Symptom: Running the exact same command twice gives different output (different number of DE genes, different assembled contigs, different phylogenetic topology).

Likely causes:

  • Tool uses a random seed that is not fixed — results are stochastic by design
  • Floating-point arithmetic differences across compute environments
  • Input files were inadvertently modified between runs

Diagnostic:

Terminal window
# Check if files are identical
md5sum first_run_output.fasta second_run_output.fasta
# Different checksums = genuinely different output

Fix:

  • For stochastic tools (IQ-TREE, some assemblers): set a fixed random seed in the command
    • IQ-TREE2: -seed 42
    • Many tools: --seed 42 or -seed 42
  • Document the seed used so the analysis is reproducible
  • Accept minor topological differences in phylogenetic analysis as normal — check if the well-supported relationships are stable across runs

Pitfall 7.4 — Analysis runs correctly on local machine but fails on the HPC cluster

Section titled “Pitfall 7.4 — Analysis runs correctly on local machine but fails on the HPC cluster”

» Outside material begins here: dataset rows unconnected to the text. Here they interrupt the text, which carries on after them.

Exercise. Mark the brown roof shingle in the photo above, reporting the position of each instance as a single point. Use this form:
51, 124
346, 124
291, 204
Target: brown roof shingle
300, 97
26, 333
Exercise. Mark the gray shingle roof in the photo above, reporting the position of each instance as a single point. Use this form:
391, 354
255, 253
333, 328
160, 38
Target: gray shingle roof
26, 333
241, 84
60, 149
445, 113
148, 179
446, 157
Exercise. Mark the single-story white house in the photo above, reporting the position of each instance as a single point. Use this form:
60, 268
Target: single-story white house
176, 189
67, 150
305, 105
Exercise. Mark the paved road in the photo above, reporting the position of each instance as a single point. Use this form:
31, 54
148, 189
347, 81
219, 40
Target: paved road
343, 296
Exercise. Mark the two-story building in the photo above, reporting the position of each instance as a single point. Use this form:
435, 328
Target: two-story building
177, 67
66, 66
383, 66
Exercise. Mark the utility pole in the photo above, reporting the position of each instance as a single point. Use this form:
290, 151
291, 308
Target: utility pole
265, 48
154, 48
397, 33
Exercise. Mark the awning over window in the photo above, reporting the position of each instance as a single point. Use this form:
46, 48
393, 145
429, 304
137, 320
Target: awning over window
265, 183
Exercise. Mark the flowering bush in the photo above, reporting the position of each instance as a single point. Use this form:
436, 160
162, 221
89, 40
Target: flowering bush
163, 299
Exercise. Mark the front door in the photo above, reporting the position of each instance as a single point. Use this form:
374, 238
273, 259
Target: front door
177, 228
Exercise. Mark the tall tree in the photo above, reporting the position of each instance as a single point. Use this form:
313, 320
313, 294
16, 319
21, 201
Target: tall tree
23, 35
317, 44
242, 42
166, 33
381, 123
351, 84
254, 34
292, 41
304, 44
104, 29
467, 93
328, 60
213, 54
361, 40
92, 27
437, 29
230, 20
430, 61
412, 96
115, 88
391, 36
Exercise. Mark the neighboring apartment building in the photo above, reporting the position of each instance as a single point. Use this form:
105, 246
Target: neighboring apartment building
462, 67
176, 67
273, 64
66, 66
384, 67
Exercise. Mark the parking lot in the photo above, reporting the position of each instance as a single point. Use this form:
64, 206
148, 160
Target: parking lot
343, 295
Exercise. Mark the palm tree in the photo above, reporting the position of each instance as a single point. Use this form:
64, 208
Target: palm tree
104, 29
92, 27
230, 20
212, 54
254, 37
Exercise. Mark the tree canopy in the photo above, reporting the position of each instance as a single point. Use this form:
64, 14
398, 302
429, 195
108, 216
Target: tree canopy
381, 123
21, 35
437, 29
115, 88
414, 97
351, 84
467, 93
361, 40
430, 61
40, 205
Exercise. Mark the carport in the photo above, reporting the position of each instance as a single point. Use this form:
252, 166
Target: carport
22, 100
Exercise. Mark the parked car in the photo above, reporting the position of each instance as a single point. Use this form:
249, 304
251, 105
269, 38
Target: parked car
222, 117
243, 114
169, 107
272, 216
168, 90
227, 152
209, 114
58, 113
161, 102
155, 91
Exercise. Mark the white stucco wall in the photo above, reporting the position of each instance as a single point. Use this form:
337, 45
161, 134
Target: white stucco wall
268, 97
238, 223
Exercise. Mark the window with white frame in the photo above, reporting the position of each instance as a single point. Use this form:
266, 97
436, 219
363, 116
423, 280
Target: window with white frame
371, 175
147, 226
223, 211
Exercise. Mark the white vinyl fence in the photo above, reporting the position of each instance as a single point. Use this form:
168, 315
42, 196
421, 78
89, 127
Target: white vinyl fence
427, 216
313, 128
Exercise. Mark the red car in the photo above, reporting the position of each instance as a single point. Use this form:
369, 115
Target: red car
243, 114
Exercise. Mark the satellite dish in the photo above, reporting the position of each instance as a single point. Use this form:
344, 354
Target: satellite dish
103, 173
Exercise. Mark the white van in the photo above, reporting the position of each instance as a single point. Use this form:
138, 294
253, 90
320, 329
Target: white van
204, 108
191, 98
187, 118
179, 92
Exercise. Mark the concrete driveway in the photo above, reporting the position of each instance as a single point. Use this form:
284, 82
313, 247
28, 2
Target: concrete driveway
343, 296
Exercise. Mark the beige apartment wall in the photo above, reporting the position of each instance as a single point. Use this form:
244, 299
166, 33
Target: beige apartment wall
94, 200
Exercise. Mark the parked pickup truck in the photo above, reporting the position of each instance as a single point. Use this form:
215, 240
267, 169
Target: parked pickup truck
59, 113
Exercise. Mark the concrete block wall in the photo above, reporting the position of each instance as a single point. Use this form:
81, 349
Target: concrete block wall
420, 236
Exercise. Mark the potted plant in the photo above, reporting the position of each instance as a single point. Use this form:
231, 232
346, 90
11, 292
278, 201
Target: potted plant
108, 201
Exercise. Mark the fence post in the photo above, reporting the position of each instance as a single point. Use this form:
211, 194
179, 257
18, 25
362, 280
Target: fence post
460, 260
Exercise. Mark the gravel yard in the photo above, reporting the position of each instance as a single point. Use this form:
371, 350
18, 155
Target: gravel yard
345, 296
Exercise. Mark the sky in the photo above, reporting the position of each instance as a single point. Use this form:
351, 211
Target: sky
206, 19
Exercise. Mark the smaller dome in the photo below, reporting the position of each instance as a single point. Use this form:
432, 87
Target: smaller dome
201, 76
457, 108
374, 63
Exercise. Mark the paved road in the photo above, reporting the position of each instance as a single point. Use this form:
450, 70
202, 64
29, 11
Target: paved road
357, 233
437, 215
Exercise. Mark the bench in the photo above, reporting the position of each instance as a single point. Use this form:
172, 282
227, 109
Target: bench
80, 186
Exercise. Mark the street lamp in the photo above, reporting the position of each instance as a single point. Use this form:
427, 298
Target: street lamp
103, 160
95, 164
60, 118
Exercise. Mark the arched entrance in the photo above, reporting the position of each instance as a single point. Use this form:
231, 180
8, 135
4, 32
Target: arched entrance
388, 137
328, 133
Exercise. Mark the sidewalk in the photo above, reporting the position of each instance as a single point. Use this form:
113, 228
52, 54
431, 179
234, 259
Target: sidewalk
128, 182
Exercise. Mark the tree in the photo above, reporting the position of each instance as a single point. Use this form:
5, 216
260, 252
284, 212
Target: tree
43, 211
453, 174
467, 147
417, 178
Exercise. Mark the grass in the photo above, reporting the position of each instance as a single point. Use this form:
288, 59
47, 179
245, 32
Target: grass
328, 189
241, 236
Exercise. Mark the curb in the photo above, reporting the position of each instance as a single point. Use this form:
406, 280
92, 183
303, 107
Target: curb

Symptom: Your pipeline works on your laptop but crashes on the cluster with different errors.

Likely causes:

  • Different software versions on the cluster
  • Different operating system or library versions
  • Job killed due to time or memory limits (common on HPC schedulers)

Diagnostic:

Terminal window
# On the cluster, check the job log for the exit code
cat slurm-JOBID.out # or equivalent for PBS/SGE
# Look for "OOM Killed" (out of memory) or "Terminated" (time limit exceeded)
# Check software versions
conda activate bioinfo && conda list | grep flye

Fix:

  • Export your conda environment to a YAML file and recreate it on the cluster: conda env export > bioinfo_env.yml
  • Use containers (Singularity/Docker) for truly reproducible environments
  • Request sufficient memory and wall-time in your job submission script

Every pitfall in this appendix was encountered by an experienced bioinformatician at some point. None of them indicates incompetence — they indicate that you are working with real data in a complex computational environment.

The debugging mindset has three components:

  1. Curiosity: “That is interesting. Why did this happen?” (not “Something went wrong. I must have made a mistake.”)

  2. Systematic approach: Identify the most likely cause based on symptoms. Test it. If wrong, move to the next candidate.

  3. Documentation: Record what failed, why, and how you fixed it. This is not just good practice — it is the foundation of reproducible science, and it will save you enormous time the next time you see the same problem.

Remember: A result that surprised you is more scientifically valuable than one that confirmed your hypothesis — as long as you understand why it surprised you.